Once you understand how the visual size can be bigger or smaller depending on monitors and resolutions, you're ready to move on to understanding the FILE size issues of the web. For this, you need to understand a little about how websites work. Let's say that you are a photographer and are building a photography website to show the world your gorgeous photos. You pay money to a hosting firm, say EasyCGI, to hold your content and show it to visitors. So you are physically putting your graphic files onto a disk drive at EasyCGI's location. Let's say you have a photo of an Anhinga. Here's a photo I took in the Everglades.

Anhinga

That's a 300 pixel wide image of an Anhinga. Now, if I saved that photo just in standard mode from Photoshop, photoshop would store all sorts of extra information in the physical file it wrote to my hard drive - information that the web ignores. So the actual file would be "big". Let's say the file was 500kb in size. Now I move that file up to my EasyCGI website space, and I put an IMG SRC command in my website to show it to the world.

Every time someome goes to my website and is shown that photo, 500kb of data is being dragged from my EasyCGI hard drive down to that user's computer. That's how they see the image - the image is sent to them over the internet and their browser then displays the results. 500kb can take a while to download, and the user is sitting there twiddling his thumbs while he waits. Maybe he gets impatient and leaves before the image finishes loading. Also, most hosting companies charge you by the amount of "bandwidth" you use up - i.e. the volume of data going back and forth from your website. So if you start having a lot of large filesize images in your EasyCGI account, not only will you fill up your account's allowed disk space quickly, but they will shut you off each month because you have exceeded your allowed bandwidth for that month.
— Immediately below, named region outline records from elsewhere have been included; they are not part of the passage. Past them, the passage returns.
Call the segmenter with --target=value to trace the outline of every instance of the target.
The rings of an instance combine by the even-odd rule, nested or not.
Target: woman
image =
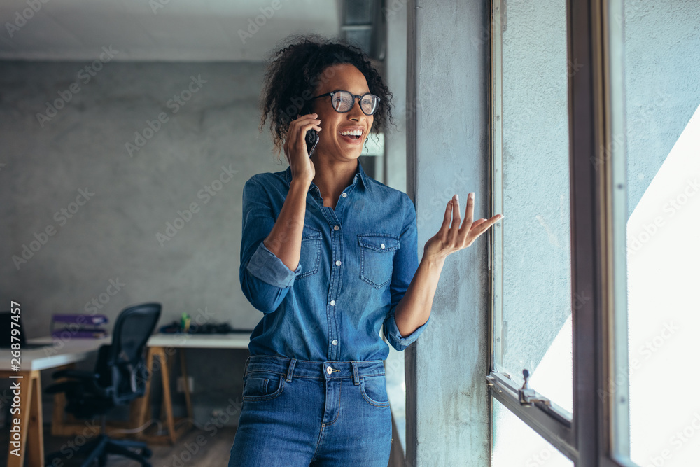
[[[457,195],[419,264],[416,210],[358,158],[391,120],[388,90],[362,51],[317,36],[275,52],[265,78],[286,170],[243,194],[241,285],[264,314],[251,335],[230,466],[382,466],[391,414],[384,360],[430,319],[445,258],[502,216],[460,227]],[[318,141],[311,157],[309,130]],[[450,217],[452,226],[450,227]]]

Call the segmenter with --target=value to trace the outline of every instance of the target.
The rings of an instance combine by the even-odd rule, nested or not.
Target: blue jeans
[[[391,410],[384,361],[251,356],[229,467],[386,467]]]

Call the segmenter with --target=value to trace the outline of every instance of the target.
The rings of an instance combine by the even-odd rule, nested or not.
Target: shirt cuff
[[[401,333],[398,330],[398,326],[396,326],[396,319],[394,317],[394,314],[392,313],[391,316],[389,316],[386,323],[386,328],[384,329],[385,333],[387,334],[387,338],[391,338],[394,342],[397,342],[404,348],[407,347],[409,345],[412,344],[416,339],[418,336],[421,335],[421,333],[425,330],[426,326],[428,323],[430,322],[430,318],[432,315],[428,317],[428,321],[424,323],[421,326],[419,326],[416,330],[413,331],[405,337],[401,336]]]
[[[301,274],[302,263],[295,271],[287,267],[282,260],[267,249],[264,242],[260,242],[251,260],[248,263],[248,271],[261,281],[272,286],[286,288],[294,284],[294,279]]]

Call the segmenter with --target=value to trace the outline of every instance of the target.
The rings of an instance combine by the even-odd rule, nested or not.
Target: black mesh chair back
[[[100,374],[100,385],[111,386],[115,405],[128,403],[145,392],[148,375],[144,351],[161,309],[160,303],[144,303],[122,312],[112,330],[111,344],[98,356],[96,369]]]

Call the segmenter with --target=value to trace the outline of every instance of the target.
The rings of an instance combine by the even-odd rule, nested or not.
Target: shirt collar
[[[287,183],[291,183],[292,181],[292,167],[291,166],[288,166],[287,169],[284,171],[285,177],[287,179]],[[360,163],[360,160],[357,160],[357,170],[355,171],[355,178],[353,179],[353,183],[357,181],[357,180],[360,180],[362,181],[362,185],[364,188],[367,188],[367,175],[365,174],[365,169],[362,168],[362,164]],[[311,191],[312,188],[316,186],[314,182],[312,182],[309,185],[308,191]]]

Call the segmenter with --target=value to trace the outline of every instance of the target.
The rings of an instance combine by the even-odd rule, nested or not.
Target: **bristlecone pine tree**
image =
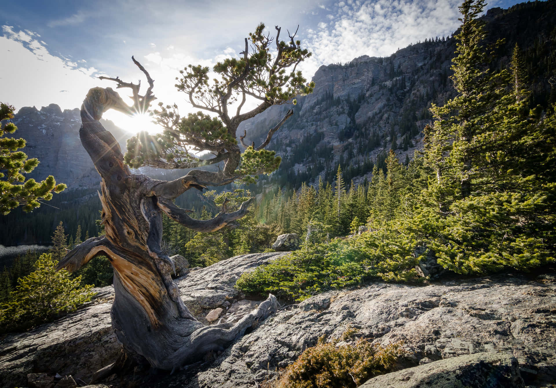
[[[132,138],[125,156],[99,120],[109,109],[130,115],[147,110],[155,98],[154,82],[148,72],[132,57],[148,82],[142,96],[139,94],[138,84],[117,77],[100,77],[116,82],[118,88],[130,88],[134,102],[131,107],[111,88],[93,88],[83,101],[80,136],[102,178],[101,218],[106,235],[89,238],[75,247],[58,267],[75,271],[98,255],[109,258],[114,270],[116,294],[112,326],[126,351],[122,354],[126,355],[116,365],[125,364],[122,359],[129,360],[127,356],[131,356],[136,360],[146,359],[157,368],[172,370],[200,359],[207,352],[223,349],[276,309],[276,300],[271,295],[237,324],[205,326],[183,304],[170,277],[173,264],[160,247],[163,213],[196,231],[213,231],[243,217],[254,199],[231,212],[225,202],[216,217],[201,220],[190,217],[191,211],[173,203],[178,196],[192,188],[202,190],[236,180],[252,181],[257,175],[277,168],[280,158],[264,148],[292,110],[270,129],[266,140],[258,147],[246,145],[244,133],[240,138],[246,150],[242,153],[236,140],[236,131],[242,121],[272,105],[295,104],[296,94],[312,91],[314,84],[306,85],[306,79],[296,71],[299,63],[310,53],[294,41],[295,34],[287,42],[279,40],[281,30],[276,29],[273,38],[265,34],[264,24],[257,26],[249,39],[245,39],[241,58],[226,59],[215,66],[218,80],[211,81],[213,76],[209,76],[209,68],[200,66],[190,65],[180,72],[178,90],[185,93],[193,107],[218,118],[200,112],[182,117],[175,105],[159,104],[153,114],[163,131],[155,136],[141,133]],[[272,49],[273,44],[275,47]],[[259,105],[242,113],[250,97]],[[196,156],[200,151],[209,151],[214,156],[201,160]],[[132,174],[126,165],[195,168],[220,162],[224,165],[217,172],[194,169],[171,182]],[[115,367],[101,370],[95,379],[112,373]]]
[[[15,110],[12,105],[0,103],[0,121],[12,118]],[[17,130],[13,123],[8,122],[0,130],[0,212],[4,215],[18,206],[31,211],[41,206],[40,200],[49,201],[52,192],[59,193],[67,187],[57,185],[52,175],[41,182],[25,180],[23,174],[32,171],[39,161],[36,158],[27,159],[24,152],[18,151],[25,147],[25,140],[4,137]]]

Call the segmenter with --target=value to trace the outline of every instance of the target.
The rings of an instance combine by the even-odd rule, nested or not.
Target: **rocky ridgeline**
[[[236,256],[190,270],[176,282],[200,320],[235,321],[259,302],[233,288],[239,276],[283,254]],[[28,375],[29,381],[38,376],[29,374],[71,375],[88,382],[95,371],[113,362],[120,345],[110,324],[113,291],[97,291],[96,300],[85,309],[2,340],[2,386],[26,386]],[[408,355],[399,365],[402,370],[371,379],[365,387],[422,387],[442,379],[482,386],[469,380],[481,374],[499,377],[499,384],[492,386],[512,386],[508,381],[552,386],[556,382],[555,306],[553,275],[504,274],[423,286],[373,283],[283,306],[222,353],[173,375],[138,370],[122,378],[139,379],[145,386],[256,386],[276,378],[319,337],[338,337],[354,327],[378,344],[402,341]],[[117,386],[117,379],[114,375],[105,383]],[[53,386],[57,380],[48,381]]]
[[[495,66],[507,66],[516,43],[525,51],[538,44],[537,39],[553,44],[547,37],[556,23],[554,4],[537,2],[519,9],[488,10],[481,19],[491,38],[505,38]],[[363,165],[366,158],[374,161],[379,153],[390,149],[394,134],[399,146],[404,141],[408,145],[407,149],[396,150],[400,161],[405,155],[413,158],[415,149],[423,147],[421,131],[430,121],[430,103],[442,105],[454,95],[449,77],[456,40],[432,37],[433,41],[414,42],[389,57],[364,55],[349,63],[321,66],[312,78],[314,92],[297,98],[294,116],[269,146],[282,158],[278,173],[290,173],[291,168],[307,172],[310,167],[312,176],[315,171],[335,172],[341,157],[344,167]],[[549,93],[552,75],[530,76],[534,94]],[[238,133],[246,131],[246,143],[259,144],[291,107],[271,107],[242,123]],[[317,180],[313,180],[312,183]]]
[[[76,102],[76,105],[78,101]],[[62,111],[56,104],[42,107],[24,107],[11,120],[18,130],[13,135],[23,138],[27,145],[22,151],[29,158],[37,158],[40,163],[27,175],[42,181],[53,175],[57,182],[66,183],[69,190],[97,186],[98,173],[79,138],[81,117],[79,109]],[[111,122],[102,120],[103,125],[125,147],[129,137]]]

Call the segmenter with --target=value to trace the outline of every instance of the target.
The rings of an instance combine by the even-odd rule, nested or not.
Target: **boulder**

The solution is to make the file sizes of your images as small as possible. This does not mean that the VISUAL SIZE of the image needs to be smaller! It means that you need software that will "squish" the file down into a small size while keeping all of the important information to display it to the user. It's sort of like how PKZIP takes a big Word document and squashes it down into a small file for ease of storage. The entire Word document is still there - it's just squashed into less physical space for moving around. It's like a sponge. You can squash a sponge down into a small size to fit it in your fist - but when you open up your fist the sponge pops back out and is the same as it always was.
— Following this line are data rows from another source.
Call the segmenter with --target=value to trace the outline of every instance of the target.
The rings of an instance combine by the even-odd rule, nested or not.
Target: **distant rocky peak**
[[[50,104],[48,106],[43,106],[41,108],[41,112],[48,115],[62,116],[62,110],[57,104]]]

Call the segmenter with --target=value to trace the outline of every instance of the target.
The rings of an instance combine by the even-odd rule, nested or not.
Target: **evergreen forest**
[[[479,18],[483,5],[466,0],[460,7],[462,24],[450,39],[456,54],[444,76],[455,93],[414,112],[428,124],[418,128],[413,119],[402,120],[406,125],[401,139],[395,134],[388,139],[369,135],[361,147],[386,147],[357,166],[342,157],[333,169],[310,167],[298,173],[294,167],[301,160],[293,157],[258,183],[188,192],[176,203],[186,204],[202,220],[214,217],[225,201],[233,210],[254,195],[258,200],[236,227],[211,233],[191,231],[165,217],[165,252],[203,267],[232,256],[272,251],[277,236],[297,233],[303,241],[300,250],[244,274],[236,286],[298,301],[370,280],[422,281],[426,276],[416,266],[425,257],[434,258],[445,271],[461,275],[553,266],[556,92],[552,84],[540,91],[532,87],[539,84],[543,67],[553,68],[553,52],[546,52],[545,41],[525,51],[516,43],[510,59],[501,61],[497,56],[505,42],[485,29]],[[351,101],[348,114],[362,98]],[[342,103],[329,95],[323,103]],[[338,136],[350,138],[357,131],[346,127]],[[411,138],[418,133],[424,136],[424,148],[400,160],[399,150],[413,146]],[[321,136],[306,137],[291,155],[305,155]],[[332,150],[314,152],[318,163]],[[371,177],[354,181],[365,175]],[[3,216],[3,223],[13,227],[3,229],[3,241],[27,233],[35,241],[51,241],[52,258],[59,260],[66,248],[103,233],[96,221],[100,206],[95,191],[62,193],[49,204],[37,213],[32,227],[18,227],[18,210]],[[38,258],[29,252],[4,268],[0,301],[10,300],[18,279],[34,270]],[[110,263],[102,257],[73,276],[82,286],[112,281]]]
In our case, we take the exact same JPG image and squash the *file* size to something small. That way, when the visitor comes to your website and says "I want to see the photo of the Anhinga" - it is only a small 39k file that has to travel from your EasyCGI space down to their computer. It's still a 300 *pixel* image, it's still the same visual size. But because the FILE size is smaller, those 39k of data zoom quickly from your EasyCGI account to the end user's computer. The user sees the end image very quickly, and they are happy. You take up less space in your EasyCGI hard drive and burn through less bandwidth a month, which makes you happy.